South of Front to the Gardiner Expressway. From Parliament Street east to the West Don Lands.
Mill Street and Trinity Street
Thriving art scene, industrial Victorian architecture, European commercial area, cobblestone streets, and condo living.
DID YOU KNOW?:
SOMA Chocolate Maker in the Distillery took home the gold at the International Chocolate Awards in the “plain/original dark chocolate bars” category in 2015. The first time a Canadian has ever won the gold at the International Chocolate Awards final competition.
The Distillery District has been around for a long time by Toronto standards. Since 1832, in fact, when the Gooderham and Worts Distillery, one of Canada’s largest distilleries at the time, moved in. But the good ole days didn’t last. For the next 150 years or so, this area prospered, got kicked in the gut by prohibition, then became just plain derelict.
It’s surprising that the remaining old guard distillery operation has survived until the 1990s, when it finally closed its doors. But what remained was one the largest and best preserved Victorian era industrial architecture in North America. And for a city like Toronto, who for decades, took a wrecking ball to many of it neglected historic buildings, it’s truly surprising, even a little shocking, that this much vintage brick and mortar survived. It’s like a million hungry locusts skipping the biggest farm on their lip-smacking rampage.
One of the reasons for the Distillery District’s architectural survival has to do with its location. Strangely, it’s fairly close to downtown, but 10 years ago, there was really nothing around it. Just vacant land and movie studios who could take advantage of the open space. So no one really noticed it was there unless you drove by it on the highway.
One day around 2000 though, some big plans were launched to turn this completely unpopulated area into a thriving neighbourhood.
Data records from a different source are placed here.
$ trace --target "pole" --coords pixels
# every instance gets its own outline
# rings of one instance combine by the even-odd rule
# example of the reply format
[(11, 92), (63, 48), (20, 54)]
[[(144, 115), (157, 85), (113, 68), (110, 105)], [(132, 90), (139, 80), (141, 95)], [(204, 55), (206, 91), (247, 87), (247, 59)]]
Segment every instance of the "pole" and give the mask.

It wasn’t going to be a slow and organic rejuvenation of Toronto that happens in most emerging neighbourhoods. It was going to be the introduction of an entire neighbourhood where no businesses or residents existed at the time. The rules of the new neighbourhood were simple: no chains, but independent artists, galleries, boutiques, theatre companies restaurants and coffee shops were encouraged to come. I have to admit: I was a little suspicious this thing would work.
It was a strange experiment. A “build it and they will come” scenario. And somehow it worked. In fact, it really worked. Not only has it become a place for artists and residents, but it became a destination for Canadian and international travellers. Brick Bakery, an English bakery, is one of the best in the city. Then there’s Balzak’s, not only one of the top ranked coffee joints in Toronto, but also a beautiful location. If tourists, and festivals drive you nuts, then you may not like to roam around the Distillery in the summer. It’s a relatively tame crowd though. More of a theatre-after-a-nice-meal crowd. Not Richmond Street on a Saturday night.
In terms of living quarters in the Distillery, you won’t find any thing Victorian. The condos are modern, but some do incorporate a remnant of the historic architecture as part of its structure. They vary from pleasant with large units, but looking a little like Communist public housing, to architecturally daring.
Though it’s a fully functioning and distinctive neighbourhood, the Distillery District has room to grow. There is more development to come with potential new condos and hotels.
Location-wise, getting on the highway is a snap. Some may say the Gardiner is a little too close, but from a practical perspective, it’s pretty handy.
If you prefer carefree modern condo living with a revamped “old world” neighbourhood to visit, then this hood should be a good fit.